The following morning, I tried to see what sort of radio stations I could get, without too much luck. The house had a metal roof that came down low, which is always a bad sign as far as reception goes.

I spent some time chatting with the husband who owns (and built) the house. He talked about how the property was originally a mink farm, and how water was pulled down from a spring up the hill. Electricity was provided by a turbine spun by that water. Despite all that, the current owners drilled a well for their main water (which was very nice), and only used the springwater for irrigation.

I also learned that most of downtown Easton is currently owned by a man named Rex Fay, who butts heads with other locals quite often.

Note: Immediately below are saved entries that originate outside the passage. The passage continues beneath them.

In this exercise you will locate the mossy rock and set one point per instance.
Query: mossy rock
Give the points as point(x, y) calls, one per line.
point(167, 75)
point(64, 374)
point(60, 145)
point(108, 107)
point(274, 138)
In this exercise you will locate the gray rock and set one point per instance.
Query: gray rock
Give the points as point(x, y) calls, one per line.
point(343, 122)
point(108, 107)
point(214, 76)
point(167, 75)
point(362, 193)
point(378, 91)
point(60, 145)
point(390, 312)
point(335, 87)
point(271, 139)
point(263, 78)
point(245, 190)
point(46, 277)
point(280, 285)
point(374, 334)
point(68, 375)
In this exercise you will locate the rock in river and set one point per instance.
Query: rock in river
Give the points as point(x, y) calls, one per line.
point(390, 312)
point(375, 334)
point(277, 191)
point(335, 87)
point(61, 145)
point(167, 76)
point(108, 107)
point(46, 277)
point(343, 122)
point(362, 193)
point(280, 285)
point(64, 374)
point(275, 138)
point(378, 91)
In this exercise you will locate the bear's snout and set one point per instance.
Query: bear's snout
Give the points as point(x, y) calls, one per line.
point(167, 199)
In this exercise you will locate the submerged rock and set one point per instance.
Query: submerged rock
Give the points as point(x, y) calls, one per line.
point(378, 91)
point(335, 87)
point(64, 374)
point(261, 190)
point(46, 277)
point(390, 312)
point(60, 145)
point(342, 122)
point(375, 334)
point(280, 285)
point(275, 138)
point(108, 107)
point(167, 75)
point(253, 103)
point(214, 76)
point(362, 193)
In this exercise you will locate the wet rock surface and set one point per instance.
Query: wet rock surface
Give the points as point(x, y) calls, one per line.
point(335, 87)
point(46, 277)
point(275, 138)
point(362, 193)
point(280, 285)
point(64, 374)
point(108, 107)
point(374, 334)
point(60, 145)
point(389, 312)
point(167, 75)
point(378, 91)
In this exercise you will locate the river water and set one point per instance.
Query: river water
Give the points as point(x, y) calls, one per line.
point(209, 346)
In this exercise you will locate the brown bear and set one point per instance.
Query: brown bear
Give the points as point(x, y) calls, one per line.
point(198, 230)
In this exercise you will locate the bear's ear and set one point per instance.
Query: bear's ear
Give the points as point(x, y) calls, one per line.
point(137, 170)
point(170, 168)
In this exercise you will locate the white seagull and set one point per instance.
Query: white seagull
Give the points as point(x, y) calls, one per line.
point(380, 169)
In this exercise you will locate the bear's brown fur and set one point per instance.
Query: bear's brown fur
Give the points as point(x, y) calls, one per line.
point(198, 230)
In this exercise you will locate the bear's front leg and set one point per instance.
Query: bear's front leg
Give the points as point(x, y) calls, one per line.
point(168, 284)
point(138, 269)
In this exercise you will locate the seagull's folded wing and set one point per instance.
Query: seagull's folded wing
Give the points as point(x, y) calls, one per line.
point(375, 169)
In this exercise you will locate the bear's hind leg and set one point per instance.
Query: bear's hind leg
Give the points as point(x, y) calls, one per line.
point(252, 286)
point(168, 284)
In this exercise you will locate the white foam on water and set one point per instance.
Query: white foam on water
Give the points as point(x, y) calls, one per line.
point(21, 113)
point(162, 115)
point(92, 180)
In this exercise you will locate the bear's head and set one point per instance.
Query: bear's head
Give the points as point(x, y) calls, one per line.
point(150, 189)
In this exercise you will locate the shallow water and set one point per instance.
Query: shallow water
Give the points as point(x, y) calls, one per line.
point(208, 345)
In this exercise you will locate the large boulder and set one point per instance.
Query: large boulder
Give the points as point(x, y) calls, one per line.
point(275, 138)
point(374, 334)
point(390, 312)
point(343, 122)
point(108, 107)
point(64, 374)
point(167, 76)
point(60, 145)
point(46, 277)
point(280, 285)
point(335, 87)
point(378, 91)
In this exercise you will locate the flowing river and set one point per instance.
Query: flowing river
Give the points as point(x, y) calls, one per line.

He's barricaded roads with concrete blocks, and even barricaded the main route through town (former US 10) at one point. Nowadays, he mainly keeps downtown shut down, but opens one shop a few hours a day to keep his business license.

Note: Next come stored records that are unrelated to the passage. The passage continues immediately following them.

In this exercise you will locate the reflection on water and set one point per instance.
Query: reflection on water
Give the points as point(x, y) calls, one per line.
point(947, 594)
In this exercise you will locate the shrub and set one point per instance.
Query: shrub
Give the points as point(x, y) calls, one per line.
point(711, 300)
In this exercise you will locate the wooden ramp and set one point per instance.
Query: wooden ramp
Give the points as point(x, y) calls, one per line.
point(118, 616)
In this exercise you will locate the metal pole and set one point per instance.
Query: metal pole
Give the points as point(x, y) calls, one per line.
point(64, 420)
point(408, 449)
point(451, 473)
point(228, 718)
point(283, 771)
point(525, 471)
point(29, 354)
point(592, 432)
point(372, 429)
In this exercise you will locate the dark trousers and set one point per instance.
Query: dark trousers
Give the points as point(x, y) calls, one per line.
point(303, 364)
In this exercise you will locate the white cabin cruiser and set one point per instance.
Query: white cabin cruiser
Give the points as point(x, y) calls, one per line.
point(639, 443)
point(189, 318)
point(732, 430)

I did eventually have to get going, through. After getting everything together, I headed back to and through town to the trail.

The railroad still has a strong presence in the town, despite not having a station.

Coming into town on day 1, I saw a number of ruins near the trail.

After snapping all those photos, I headed out on my way. There was a bit of a headwind, so I wasn't as fast as yesterday here.

I really hate trail gates, by the way.

After fighting the gravel on the section of the trail at Lake Keechelus (though with less trouble and more speed), I hit Hyak again.

I tried to locate coffee without going all the way up to Snoqualmie Pass, but had no luck.

I just headed back to the tunnel and continued riding.

While riding through the tunnel, there were some teenagers (or immature college guys) hooping and hollering the whole time. There were also some folks without any lights, which is a terrible idea when it's pitch black.

Once through, I started gaining a lot of speed down the hill. I eventually got going at 18 MPH for most of the ride, slowing to 16 MPH in places.

Due to the fun I was having banging the bike around with such speed, I wasn't so motivated to stop for photos. Plus, I had already grabbed a bunch the day before.

Some folks riding uphill were taking up the entire width of the trail, so I kept trying to alert them with my bell until they noticed. In the case of folks walking, I slowed down so I wouldn't spook them.

Despite the sign, shooting was quite common.

I made my way down to the Cedar Falls trailhead in much less time than it had taken me to go the other way

Similarly, I bombed down the Snoqualmie Valley Trail to North Bend.

I stopped by the bike shop (which had an awesome-looking touring bike out front) to look for something I wish I had, but had left at home. No dice. They did, however, point me to a place for good coffee: the Euro Lounge Creperia Cafe. While there, a young lady at an adjacent table and I started talking. As it turned out, that was her bike, and she's done a lot of touring. Her trip to France and Ireland sounded especially interesting.

She was headed to Seattle as well, but had the time to take a less stressful route all the way, while I was using I-90 to get to Issaquah and my return bus, so we exchanged contact information and headed on our own respective ways.

Right before leaving, however, I had the privilege of seeing the Northwest Railway Museum excursion train.

From there, I took I-90 all the way to Preston and then hit the Issaquah–Preston Trail, mirroring what I had done before. On the latter, I was going very fast yet again, and the rocky bits were awesome!

Once back in Issaquah, I went over to Kent's workplace to congratulate him on his new employment. I also saw the Issaquah Valley Trolley operating, though I didn't stop to take a photo.

After that, I headed straight to the Issaquah Transit Center for my return bus ride home.

While on the bus, another cyclist boarded and we talked for a while. He was training for the STP, and had just gone around the northern half of Lake Washington.

Day 2 Conclusion: Return Home

The ride home wasn't too hard. I stopped by my local bike shop to talk about some stuff, then stopped at the shop where I have the work done on my Brompton to see how the new aluminum fenders on it looked. I was impressed!

And in just a few minutes after leaving, I was finally home!